Now I go sit with my stepmom & hold her hand tightly. I tell her I love her & I tell her everything going on in my life. She can’t carry on a conversation with me, but I know – most days – she understands every word. And every day I visit – no matter how bad the disease is winning – she finds some way to show me she loves me. I love the time with her – but god do I hate seeing her suffer. And a part of me hopes for her end to come. I can’t say I am ready to say goodbye – but I am ready to see her suffering end. I am ready for her to find peace. And because I believe there is something beyond this human life, I know our conversations have only begun. We have so much to cover & I know Jane will find a way to talk to me after she leaves this world. But until then, I am stuck in this weird space. I grieve the loss of my stepmom – even though she is still breathing. And then I feel guilty for grieving her because she is still breathing. A dear friend of mine told me after she watched her dad die of cancer – “I learned there is something worse than death.” And I suppose that is how I feel right now with Jane. Death will bring her relief. And because I don’t believe death is the end, I suppose that is how I can see death – peace for my stepmom who has fought so hard & bravely for the past 10 years.

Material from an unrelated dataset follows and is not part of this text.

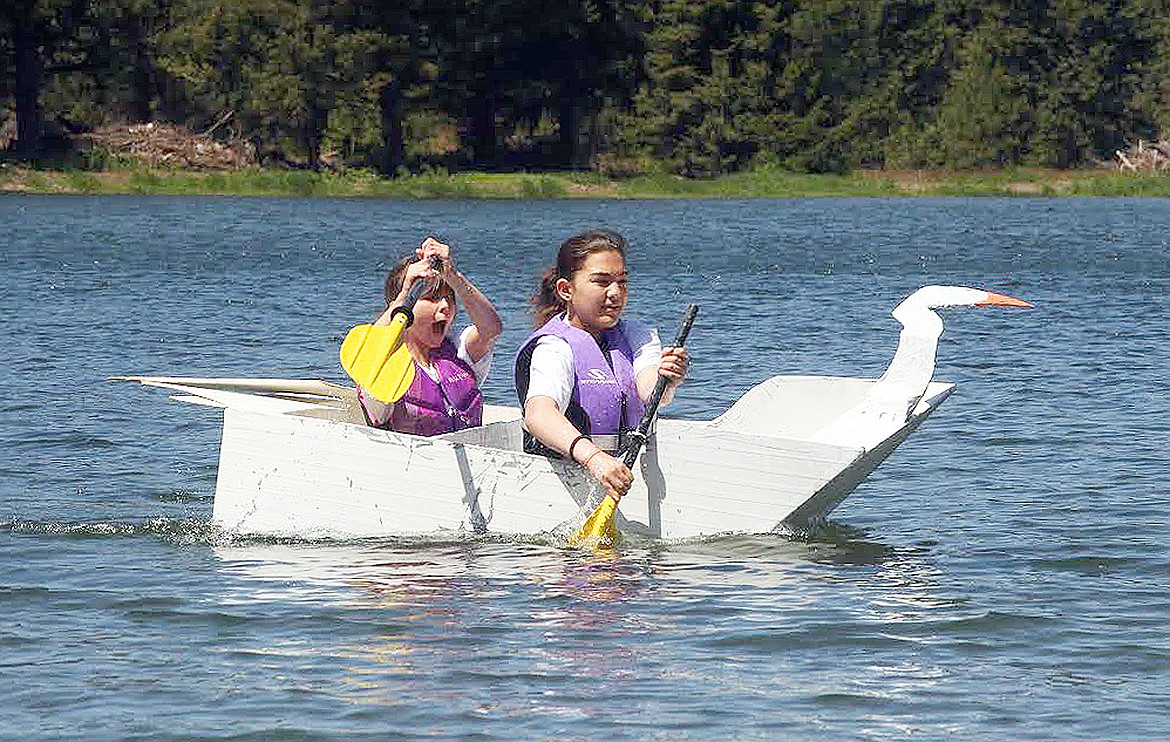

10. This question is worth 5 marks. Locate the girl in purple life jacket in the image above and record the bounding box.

So there you have it. Mine & Jane’s story – in a nutshell. And while I hate this disease with every fiber in my being & I hope every day we find a cure so no more families have to walk this same path, I am grateful this disease brought forgiveness. 5 years ago I would have told you I wouldn’t miss my stepmom after she died. I would have told you I didn’t think much of her. Today I know without a doubt I am going to miss my stepmom when she leaves this world. I know when I kiss her goodbye for the final time the only feelings I will have for her will be love – pure, genuine love.

My only regret with Jane is that she & I did not find forgiveness before this disease took over. Learn from our mistakes. If there is someone important in your life who you feel wronged you in some way, forgive them. Not for them – but for you. Life is too short to hold grudges & feel anything but love for those close to you.